Carol Bellringer says those risks were identified in 2013 and 2014 and included recommendations on ways to improve the commission’s role. A team of auditors from Bellringer’s office found many of the same risks in its review and highlighted five of them in a report to the government on Thursday.

The auditor says the recommendations would improve the commission’s independence, its review of large projects and the clarity of the policy guidance it provides. The commission, which was created in 1980, regulates some of B.C.’s biggest companies including BC Hydro, FortisBC and ICBC.

Bellringer said one of the task force’s noted how the government sets energy policy, defines the commission’s mandate and directs it on specific matters. When government gives direction, she said it should not dictate outcomes or intrude on the commission’s consideration of individual applications.

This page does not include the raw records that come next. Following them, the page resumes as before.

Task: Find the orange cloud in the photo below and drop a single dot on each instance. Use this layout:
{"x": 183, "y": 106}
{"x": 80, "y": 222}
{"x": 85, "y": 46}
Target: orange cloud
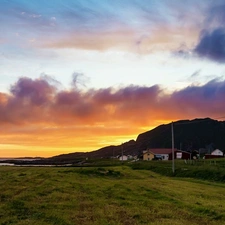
{"x": 37, "y": 114}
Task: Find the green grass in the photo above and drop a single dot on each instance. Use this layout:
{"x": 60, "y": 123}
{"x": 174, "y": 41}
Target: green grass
{"x": 106, "y": 196}
{"x": 212, "y": 170}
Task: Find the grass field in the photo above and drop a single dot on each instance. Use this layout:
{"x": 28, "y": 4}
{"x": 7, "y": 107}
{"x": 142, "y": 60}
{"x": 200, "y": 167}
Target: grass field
{"x": 106, "y": 196}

In cases where the government makes final decisions, Bellringer said the commission can provide an independent expert review.

“Government can direct the commission to take certain actions or not take action at all,” Bellringer wrote in her report. “British Columbia has a history of government directing the outcome of the commission’s decisions or, in some cases, excluding it from key decisions altogether. For example, as recent as 2017, government direction restricted the commission’s review of ICBC rates.”

The provincial budget forecast a $1.3-billion deficit at the insurance corporation this year and Attorney General David Eby described the situation earlier this year as a “dumpster fire.”

Over the years the government has promised to strengthen and protect the commission’s independence and credibility, Bellringer said.

“Utility companies tend to be monopolies because they are large and have expensive infrastructure, and so an effective regulator is in the interest of all residents of British Columbia. Given that government already knows how it can use the commission more effectively, we encourage government to clarify its intentions regarding the outstanding task force recommendations.”